会社で、大嫌いなオッサン上司にめちゃくちゃ嫌味な言い方で矢継ぎ早に詰められることがある。
全然仕事しないし、できないくせに、人を責めることだけは一丁前で皆から裏で嫌われているあのオッサンに理不尽に詰められてるとき、私はよく夫の金玉に思いを馳せる。
夫は風呂から上がると、暑苦しいからかよく脱衣場のドアを開けて身体を拭いている。脱衣場のすぐ外はリビングなので自然と夫の姿が視界に入る。

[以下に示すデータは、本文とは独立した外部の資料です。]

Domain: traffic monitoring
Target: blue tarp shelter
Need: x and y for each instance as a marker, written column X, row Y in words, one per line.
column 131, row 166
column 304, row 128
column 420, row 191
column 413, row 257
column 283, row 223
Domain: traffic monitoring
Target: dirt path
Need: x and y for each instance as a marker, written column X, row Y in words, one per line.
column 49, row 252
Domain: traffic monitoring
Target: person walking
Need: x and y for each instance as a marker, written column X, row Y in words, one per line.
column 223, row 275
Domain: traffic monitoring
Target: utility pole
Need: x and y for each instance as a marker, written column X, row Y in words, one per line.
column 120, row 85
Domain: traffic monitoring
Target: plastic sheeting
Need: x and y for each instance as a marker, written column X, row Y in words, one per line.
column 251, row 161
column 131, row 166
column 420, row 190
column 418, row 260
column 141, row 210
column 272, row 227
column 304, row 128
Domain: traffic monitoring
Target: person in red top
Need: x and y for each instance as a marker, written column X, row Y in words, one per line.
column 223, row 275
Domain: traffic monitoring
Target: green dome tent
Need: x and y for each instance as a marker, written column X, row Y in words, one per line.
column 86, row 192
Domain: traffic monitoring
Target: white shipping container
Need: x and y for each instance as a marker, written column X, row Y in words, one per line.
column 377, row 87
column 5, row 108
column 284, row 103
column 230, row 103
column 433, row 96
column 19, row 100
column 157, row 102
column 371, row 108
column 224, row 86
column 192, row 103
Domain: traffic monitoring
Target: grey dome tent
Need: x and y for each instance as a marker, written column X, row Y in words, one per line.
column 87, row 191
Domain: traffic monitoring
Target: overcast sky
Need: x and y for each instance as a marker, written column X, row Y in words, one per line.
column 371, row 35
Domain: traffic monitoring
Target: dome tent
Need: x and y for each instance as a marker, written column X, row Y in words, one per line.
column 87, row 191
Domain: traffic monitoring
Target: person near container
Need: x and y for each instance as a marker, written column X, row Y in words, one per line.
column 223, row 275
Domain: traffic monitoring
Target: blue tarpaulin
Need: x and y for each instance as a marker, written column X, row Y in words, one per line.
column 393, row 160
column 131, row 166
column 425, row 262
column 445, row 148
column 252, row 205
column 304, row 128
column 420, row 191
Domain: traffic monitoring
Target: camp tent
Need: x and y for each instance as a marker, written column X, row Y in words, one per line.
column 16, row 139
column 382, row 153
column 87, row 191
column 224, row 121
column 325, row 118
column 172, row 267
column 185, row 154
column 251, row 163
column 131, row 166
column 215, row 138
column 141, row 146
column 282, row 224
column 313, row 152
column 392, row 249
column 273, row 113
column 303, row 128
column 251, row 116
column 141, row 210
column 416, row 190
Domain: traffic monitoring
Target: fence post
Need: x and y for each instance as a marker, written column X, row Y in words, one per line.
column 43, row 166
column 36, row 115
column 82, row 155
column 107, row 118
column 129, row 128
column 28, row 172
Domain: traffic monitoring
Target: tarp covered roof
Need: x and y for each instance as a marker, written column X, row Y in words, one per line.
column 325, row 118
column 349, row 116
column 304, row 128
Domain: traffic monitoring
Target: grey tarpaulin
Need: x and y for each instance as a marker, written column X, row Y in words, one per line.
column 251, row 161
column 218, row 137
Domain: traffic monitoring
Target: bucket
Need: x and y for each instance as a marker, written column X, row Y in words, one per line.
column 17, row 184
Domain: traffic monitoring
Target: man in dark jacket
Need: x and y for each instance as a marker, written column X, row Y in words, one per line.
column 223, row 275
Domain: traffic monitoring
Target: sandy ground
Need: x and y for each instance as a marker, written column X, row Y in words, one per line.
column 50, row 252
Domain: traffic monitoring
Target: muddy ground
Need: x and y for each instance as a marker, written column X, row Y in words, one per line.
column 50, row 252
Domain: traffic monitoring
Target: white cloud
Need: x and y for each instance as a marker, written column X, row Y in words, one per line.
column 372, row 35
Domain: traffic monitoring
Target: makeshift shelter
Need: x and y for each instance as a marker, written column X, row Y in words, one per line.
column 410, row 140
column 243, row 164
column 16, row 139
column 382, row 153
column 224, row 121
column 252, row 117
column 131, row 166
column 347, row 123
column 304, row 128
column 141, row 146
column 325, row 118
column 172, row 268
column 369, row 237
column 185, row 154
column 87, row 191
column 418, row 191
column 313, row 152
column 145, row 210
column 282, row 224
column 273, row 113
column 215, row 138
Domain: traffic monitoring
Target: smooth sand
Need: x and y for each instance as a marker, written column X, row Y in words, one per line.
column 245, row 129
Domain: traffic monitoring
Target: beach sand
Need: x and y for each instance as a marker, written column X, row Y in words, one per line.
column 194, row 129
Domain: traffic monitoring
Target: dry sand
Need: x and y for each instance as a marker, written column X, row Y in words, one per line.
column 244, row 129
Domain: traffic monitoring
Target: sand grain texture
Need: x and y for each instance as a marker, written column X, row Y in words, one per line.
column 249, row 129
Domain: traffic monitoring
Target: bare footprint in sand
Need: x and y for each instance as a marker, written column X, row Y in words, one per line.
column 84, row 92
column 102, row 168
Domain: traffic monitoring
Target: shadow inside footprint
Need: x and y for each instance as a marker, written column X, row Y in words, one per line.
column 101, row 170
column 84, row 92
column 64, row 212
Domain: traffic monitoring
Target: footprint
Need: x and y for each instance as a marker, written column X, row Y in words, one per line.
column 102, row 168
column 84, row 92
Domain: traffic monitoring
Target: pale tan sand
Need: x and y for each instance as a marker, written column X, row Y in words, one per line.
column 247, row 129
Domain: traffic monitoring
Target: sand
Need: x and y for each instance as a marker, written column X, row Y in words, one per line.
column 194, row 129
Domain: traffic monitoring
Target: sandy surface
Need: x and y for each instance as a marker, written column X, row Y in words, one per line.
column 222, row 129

夫が背中にタオルを当ててゴシゴシ拭くと、身体の揺れに連動して金玉がぶらぶらと揺れ、金玉に乗っているあれが小さく跳ねる。そのユーモラスな姿を見ると、妙に安心するというか、謎に気持ちが落ち着いてくる。
なので、つい金玉に視線が向かってしまう。夫はそんなこと気にもとめず、いつも涼しい顔で身体を拭いている。

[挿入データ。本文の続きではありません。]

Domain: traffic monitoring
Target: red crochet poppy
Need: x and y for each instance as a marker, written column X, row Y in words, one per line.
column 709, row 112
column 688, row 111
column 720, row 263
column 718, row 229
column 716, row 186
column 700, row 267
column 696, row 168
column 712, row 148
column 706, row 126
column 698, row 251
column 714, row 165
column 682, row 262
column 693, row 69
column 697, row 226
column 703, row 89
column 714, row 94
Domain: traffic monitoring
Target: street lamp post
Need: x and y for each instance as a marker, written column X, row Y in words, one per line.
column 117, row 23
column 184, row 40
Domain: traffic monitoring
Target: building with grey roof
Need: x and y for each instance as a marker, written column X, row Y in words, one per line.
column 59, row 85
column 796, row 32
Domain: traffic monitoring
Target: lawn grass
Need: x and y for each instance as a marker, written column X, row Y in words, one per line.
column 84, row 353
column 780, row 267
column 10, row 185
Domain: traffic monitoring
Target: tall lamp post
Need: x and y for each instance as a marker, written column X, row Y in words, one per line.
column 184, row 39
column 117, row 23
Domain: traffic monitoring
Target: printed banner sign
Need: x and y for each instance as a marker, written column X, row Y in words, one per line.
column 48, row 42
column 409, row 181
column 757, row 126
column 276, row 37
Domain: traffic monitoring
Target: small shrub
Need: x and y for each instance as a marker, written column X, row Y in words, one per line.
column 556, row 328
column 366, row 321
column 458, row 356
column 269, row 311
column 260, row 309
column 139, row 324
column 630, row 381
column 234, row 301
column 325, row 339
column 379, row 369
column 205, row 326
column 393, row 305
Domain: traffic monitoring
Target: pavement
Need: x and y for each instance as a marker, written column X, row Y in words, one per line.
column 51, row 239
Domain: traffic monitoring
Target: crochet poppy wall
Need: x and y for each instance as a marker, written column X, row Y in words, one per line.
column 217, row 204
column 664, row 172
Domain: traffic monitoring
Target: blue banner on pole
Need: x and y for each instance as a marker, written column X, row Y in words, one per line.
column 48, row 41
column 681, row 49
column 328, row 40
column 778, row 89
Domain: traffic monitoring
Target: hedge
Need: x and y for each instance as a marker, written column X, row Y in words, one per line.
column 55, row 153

なぜだろう、セックスのときは金玉に特に興味はもたないのに、何故かあの風呂上がりの揺れる金玉が私はとても好きなのだ。別に特別大きかったり綺麗なものでもないと思う。私は父、元彼、夫の3人の金玉しか見たことがないのでなんとも言えないが、多分どこにでもあるような普通の30代男性の金玉だろう。

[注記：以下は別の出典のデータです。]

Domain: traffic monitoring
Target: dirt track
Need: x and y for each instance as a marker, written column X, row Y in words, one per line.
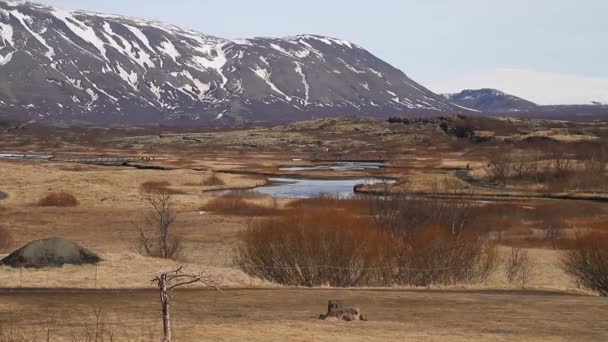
column 290, row 314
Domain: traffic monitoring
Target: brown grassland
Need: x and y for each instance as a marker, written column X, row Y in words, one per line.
column 463, row 205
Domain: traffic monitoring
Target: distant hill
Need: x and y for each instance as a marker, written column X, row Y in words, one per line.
column 61, row 66
column 490, row 100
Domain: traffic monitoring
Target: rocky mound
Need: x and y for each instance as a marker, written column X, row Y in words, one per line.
column 51, row 252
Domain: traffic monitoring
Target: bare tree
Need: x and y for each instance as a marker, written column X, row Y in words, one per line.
column 167, row 281
column 155, row 236
column 518, row 266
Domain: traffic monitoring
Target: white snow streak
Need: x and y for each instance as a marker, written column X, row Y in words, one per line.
column 140, row 35
column 169, row 49
column 24, row 19
column 265, row 75
column 300, row 71
column 81, row 30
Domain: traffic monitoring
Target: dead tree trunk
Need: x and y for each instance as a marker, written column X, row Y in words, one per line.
column 165, row 300
column 169, row 280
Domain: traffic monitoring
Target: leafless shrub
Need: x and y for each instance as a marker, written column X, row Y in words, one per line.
column 587, row 261
column 213, row 180
column 553, row 231
column 151, row 186
column 98, row 331
column 405, row 212
column 5, row 239
column 234, row 203
column 167, row 281
column 518, row 266
column 499, row 167
column 58, row 199
column 328, row 248
column 11, row 333
column 339, row 249
column 155, row 236
column 434, row 255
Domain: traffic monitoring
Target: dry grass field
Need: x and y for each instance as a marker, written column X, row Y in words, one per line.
column 292, row 315
column 193, row 166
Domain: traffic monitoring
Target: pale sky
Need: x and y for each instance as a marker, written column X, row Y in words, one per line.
column 548, row 51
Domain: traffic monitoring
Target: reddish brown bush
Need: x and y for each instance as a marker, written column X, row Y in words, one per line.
column 518, row 265
column 325, row 201
column 58, row 199
column 587, row 261
column 151, row 186
column 313, row 250
column 213, row 180
column 337, row 249
column 236, row 204
column 5, row 239
column 433, row 255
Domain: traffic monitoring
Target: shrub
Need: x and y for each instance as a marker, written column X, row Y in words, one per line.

なのに、何故か妙に微笑ましい気持ちになる。一種のマスコットみたいに捉えているのかもしれない。
昨日の昼過ぎにも訳の分からない理由で怒鳴られて、気がついたらまた、私は夫の金玉のことを考えていた。
このオッサンの金玉は絶対あんな風には揺れないだろう。そう一瞬思ったあと、うわっ気持ち悪っ、と我に返って、内心少し笑った。